Anyway, because of all of the lessons learned, I'm expecting this to be awesome. And again, because of that, I don't think Ubiquiti should slow down. They're using Sonic in their 25 gigundred gig aggregation switch in my in my full review, which is great. They need to lean into that. Like go to the crumbs that the billionaires are dropping in open compute and everywhere else and bring them to the small and medium businesses.

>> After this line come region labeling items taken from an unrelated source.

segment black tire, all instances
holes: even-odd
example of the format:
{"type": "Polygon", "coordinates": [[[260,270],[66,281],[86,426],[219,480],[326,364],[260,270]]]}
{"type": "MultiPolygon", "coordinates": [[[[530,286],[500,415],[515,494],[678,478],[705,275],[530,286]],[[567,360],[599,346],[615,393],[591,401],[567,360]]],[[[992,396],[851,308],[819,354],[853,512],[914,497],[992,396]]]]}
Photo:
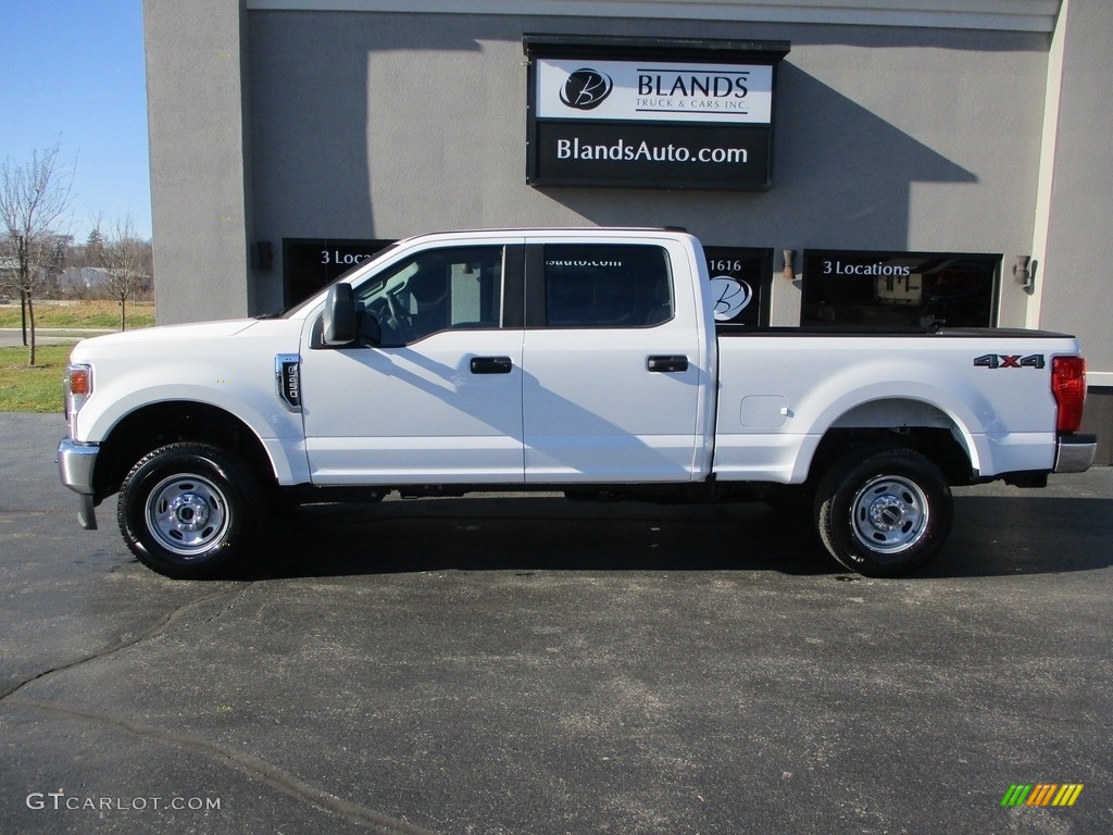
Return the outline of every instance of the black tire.
{"type": "Polygon", "coordinates": [[[924,455],[871,446],[837,461],[816,492],[830,554],[866,577],[902,577],[932,559],[954,519],[951,488],[924,455]]]}
{"type": "Polygon", "coordinates": [[[174,443],[131,468],[116,518],[148,568],[178,580],[210,578],[252,553],[262,494],[236,456],[209,444],[174,443]]]}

And yeah, it's going to be a little rough around the edges because you got a lot to figure out, but you can put a crack team together to figure it out and you will be fine and it'll be amazing. And then we'll have a bunch of stuff that doesn't suck at the small and mediumsiz business. And for when it does work, it does work fantastically. I just fixed up Chef Nick with tons of ubiquity equipment. And it was the perfect fit for them because it's easy to manage.
They aren't going to be too far off the beaten path. They're not going to have a weird setup like a like an oddsiz subnet or anything like that that that would cause them to trip over hardware bugs.
And generally it'll be fine at least until there's a software update or firmware update that that causes it to get stuck or hung or reset the network configuration as happened with the NVR.
It's like I would like a static IP address on my NVR. That's fine until there's a firmware update and then all bets are off.
Thanks for tuning in. This is Linux weekly and Linux projects and you know Linux is basically everywhere. Get your stuff updated and patches and things like that. Thanks for hanging out.